Before starting my academic career, I had been working as a journalist for over a decade in Russia. One of my favourite workplaces was the newsroom of the leading independent TV channel NTV. I was doing night and day shifts as the international news editor and reporter, but rarely felt tired thanks to the amazing drive of telling balanced news to the people. We were a great team of young professionals the editor-in-chief was barely in his late 20s. We gave all we had to the job, we would spend 40 minutes brainstorming a single opening line to a report. Creativity, amazing language and cultural references, when appropriate, cinematographic edits and thought-provoking explanations were as important to us as the objectivity of news reporting.

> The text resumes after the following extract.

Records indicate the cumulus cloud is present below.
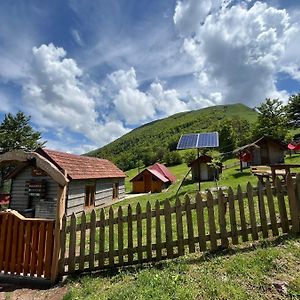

Then something happened. In mid-2000s, the Kremlin has turned an eye at free press. New management flew in, while the previous, liberal-minded administration was forced to leave the TV channel. The creatives were the first ones who fled our newsroom. One of the incredible things I have learned in that experience is that talented, enthusiastic people cannot breathe censorship when a journalist knows that they are not allowed to pronounce certain names or give air time to certain events, they not only curb the information they provide, but also curb their enthusiasm. And this is the dead end to creative, challenging journalism. I was not the most talented of the group, I was still in my early 20s, but I left soon after all the people I looked up to were no longer in the building. NTV channel is still out there, it looks very different now, and the quality of the news is incomparable to the golden era I was lucky to witness and contribute to.
Frustrated and disillusioned, I was then drawn to the new stems of creativity that came from the place I expected the least political protest. Creativity cannot be contained for long it found an outburst in the resistance. In Russia known for the passive, conformist population, something has changed in the early 2010s. Thousands of people went to the streets of major cities to express their rage at the corrupt elections. They organised via social networks, where they published stories and memes to unite the like-minded crowds they even printed memes on the placards that they took to the squares!
Now, almost ten years later, it has become clear that memes are present, impactful and here to stay, not only in Russia, of course, but all over the world the examples ranging from Azerbaijan to the US illustrate that these instantly shareable, humorous bits of information and opinion play a significant role in modern, digital politics. This book covers the development of the concept of memes, its role in society and politics, as well as most recent investigations in the impact of memes on society in the Russian Crimean annexation in 2014 and the US presidential election in 2016. It offers an innovative vision of the concept, format and roles of memes. Importantly, this work addresses the gap in the research on memes in both Western and non-Western countries.
The book examines Internet memes as one phenomenon of digital communication. Having derived from the emoticons and geeky jokes from online forums, they have developed into significant means of information, interaction and political deliberation in the 2010s. Nowadays, millions of users communicate information, opinion and emotions through this peculiar vehicle of self-expression. This book builds upon the existing definitions, offers new nuances and finally provides a complete working conceptualisation of memes for media studies.